Is there a correct way to NewType
a diamond inheritance? The docs don’t seem to address it, and pyright seems to indicate no. At runtime, since NewType
is a fast return, python itself is extremely permissive of what goes as the second argument, so it’s hard to tell.
Motivation/MWE:
I have some array routines that lead to bugs because of numerical math, i.e. bugs that are tricky to find and troubleshoot. I was hoped introducing types for the math abstractions could help prevent mistakes and improve annotations. Take the following minimal example of some optimization alternates between updates to the bounds of some solution and the solution itself:
StateVector = NewType("StateVector", np.ndarray)
InequalityConstraint = NewType("InequalityConstraint", np.ndarray)
def new_bounds(current_state: StateVector, last_state: StateVector) -> InequalityConstraint:
"""Calculate next inner optimization bounds"""
def inner_optimization(f: Callable, x0: StateVector, lower_bound: InequalityConstraint) -> StateVector:
"""Optimize something, given x0 >= InequalityConstraint"""
IIUC, the type checker would cause an alarm if someone tried to use a StateVector
in place of an InequalityConstraint
, or if they used the latter in a math routine that required equality constraints. Moreover, these abstractions feel like they help clarify intent and provide an easy stepping stone to full-blown classes when additional functionality is needed, without prematurely adding features.

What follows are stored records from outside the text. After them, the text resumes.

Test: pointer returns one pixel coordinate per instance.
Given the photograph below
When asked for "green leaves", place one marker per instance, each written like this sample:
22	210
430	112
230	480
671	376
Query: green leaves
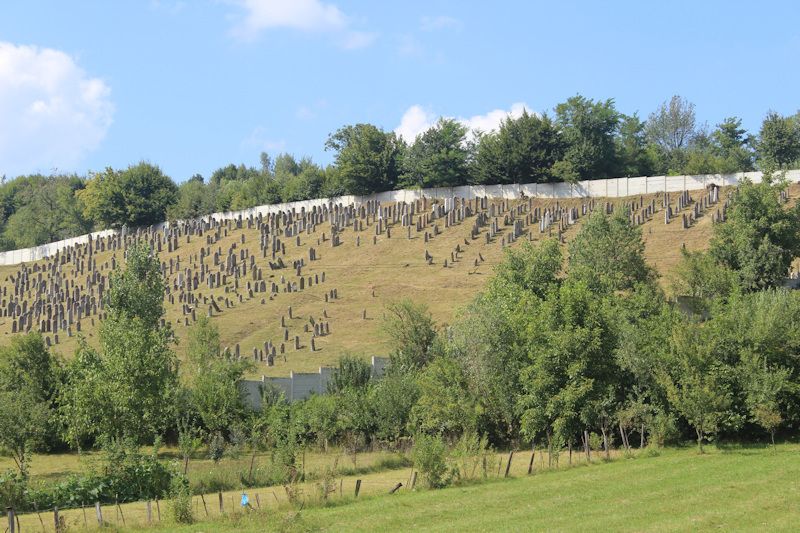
438	158
608	254
760	238
137	196
126	390
367	158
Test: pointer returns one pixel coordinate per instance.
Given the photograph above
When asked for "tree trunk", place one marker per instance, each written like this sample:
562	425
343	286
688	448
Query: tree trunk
549	451
586	446
624	438
252	462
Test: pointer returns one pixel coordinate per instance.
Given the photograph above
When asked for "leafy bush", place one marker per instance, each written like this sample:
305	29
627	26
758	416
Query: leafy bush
430	458
595	442
470	451
181	503
13	488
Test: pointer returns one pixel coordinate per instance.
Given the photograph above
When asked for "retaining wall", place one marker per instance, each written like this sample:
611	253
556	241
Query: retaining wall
299	385
612	188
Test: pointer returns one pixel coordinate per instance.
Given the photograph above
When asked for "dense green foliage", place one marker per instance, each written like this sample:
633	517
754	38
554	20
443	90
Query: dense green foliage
584	139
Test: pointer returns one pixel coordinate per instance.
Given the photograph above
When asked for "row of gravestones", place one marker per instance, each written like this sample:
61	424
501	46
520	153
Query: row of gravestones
82	260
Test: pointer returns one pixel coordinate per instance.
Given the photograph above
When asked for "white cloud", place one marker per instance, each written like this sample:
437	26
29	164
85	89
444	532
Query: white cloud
417	120
441	22
304	15
409	46
258	140
358	39
491	120
305	113
53	114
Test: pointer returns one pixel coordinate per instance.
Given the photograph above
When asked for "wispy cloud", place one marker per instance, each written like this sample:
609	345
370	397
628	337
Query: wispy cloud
313	16
258	140
52	112
417	120
441	22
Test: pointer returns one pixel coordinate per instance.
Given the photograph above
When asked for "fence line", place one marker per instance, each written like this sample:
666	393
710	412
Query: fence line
611	188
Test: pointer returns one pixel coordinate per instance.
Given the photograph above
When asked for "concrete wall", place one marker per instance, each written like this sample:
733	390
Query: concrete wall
612	187
299	386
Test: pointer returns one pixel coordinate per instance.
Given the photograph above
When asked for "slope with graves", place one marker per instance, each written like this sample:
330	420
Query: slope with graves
296	290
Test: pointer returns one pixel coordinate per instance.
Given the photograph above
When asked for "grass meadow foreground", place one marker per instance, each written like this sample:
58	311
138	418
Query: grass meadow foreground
735	488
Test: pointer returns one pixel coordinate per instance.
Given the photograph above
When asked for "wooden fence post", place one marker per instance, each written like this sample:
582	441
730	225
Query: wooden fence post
533	456
508	465
116	500
203	499
36	508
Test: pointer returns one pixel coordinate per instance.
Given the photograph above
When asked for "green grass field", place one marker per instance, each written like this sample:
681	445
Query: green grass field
368	277
736	489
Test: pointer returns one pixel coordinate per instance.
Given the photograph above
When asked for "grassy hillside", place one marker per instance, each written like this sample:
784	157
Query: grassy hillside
367	277
735	489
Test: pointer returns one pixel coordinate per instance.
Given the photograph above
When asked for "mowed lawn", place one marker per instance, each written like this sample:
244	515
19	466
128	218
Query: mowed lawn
678	490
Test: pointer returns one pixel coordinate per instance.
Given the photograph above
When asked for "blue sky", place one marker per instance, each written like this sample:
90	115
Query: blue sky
195	85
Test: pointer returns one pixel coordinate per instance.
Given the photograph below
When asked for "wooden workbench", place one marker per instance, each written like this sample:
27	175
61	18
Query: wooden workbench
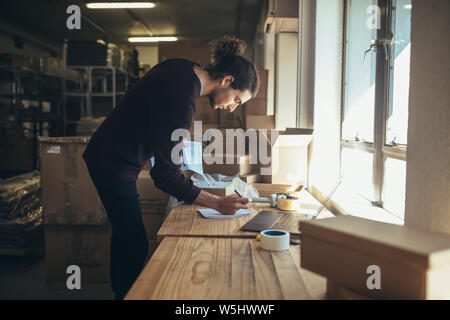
224	268
185	221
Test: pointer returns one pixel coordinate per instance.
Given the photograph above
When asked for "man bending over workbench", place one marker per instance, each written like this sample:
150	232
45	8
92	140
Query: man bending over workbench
141	126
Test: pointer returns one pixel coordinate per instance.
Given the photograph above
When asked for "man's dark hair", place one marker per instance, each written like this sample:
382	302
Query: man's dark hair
228	60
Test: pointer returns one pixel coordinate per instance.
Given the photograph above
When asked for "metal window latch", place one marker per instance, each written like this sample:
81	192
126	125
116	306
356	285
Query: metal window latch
376	43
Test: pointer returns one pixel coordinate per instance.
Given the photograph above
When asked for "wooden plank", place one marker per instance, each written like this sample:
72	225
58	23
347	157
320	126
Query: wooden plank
398	244
221	269
185	221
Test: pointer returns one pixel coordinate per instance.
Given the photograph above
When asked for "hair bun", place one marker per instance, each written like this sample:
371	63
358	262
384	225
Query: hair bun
229	46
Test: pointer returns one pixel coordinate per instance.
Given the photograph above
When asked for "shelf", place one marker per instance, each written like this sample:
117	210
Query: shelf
98	94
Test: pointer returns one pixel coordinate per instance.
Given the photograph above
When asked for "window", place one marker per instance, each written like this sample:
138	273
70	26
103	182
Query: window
375	100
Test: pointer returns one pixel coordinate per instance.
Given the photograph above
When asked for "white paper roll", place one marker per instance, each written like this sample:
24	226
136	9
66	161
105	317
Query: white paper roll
274	240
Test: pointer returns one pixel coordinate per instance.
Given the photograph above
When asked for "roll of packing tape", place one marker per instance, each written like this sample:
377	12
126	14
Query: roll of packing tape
288	202
274	240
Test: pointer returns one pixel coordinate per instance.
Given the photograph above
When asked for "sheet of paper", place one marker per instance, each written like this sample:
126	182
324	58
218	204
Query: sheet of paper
192	156
214	214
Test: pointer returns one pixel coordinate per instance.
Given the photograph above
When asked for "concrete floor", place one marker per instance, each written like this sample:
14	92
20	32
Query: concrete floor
24	278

However, the problem is when my algorithm allows sparse matrices or some other duck-typing. A type alias to a Union can’t be NewType’d, at least according to Pylance/pyright:
Foo = NewType("Foo", int | str)
Pylance: Expected class as second argument to NewType
But I thought the second argument was a type, not a class, according to PEP 483 . Are diamond diagram subtypes possible without an actual subclass?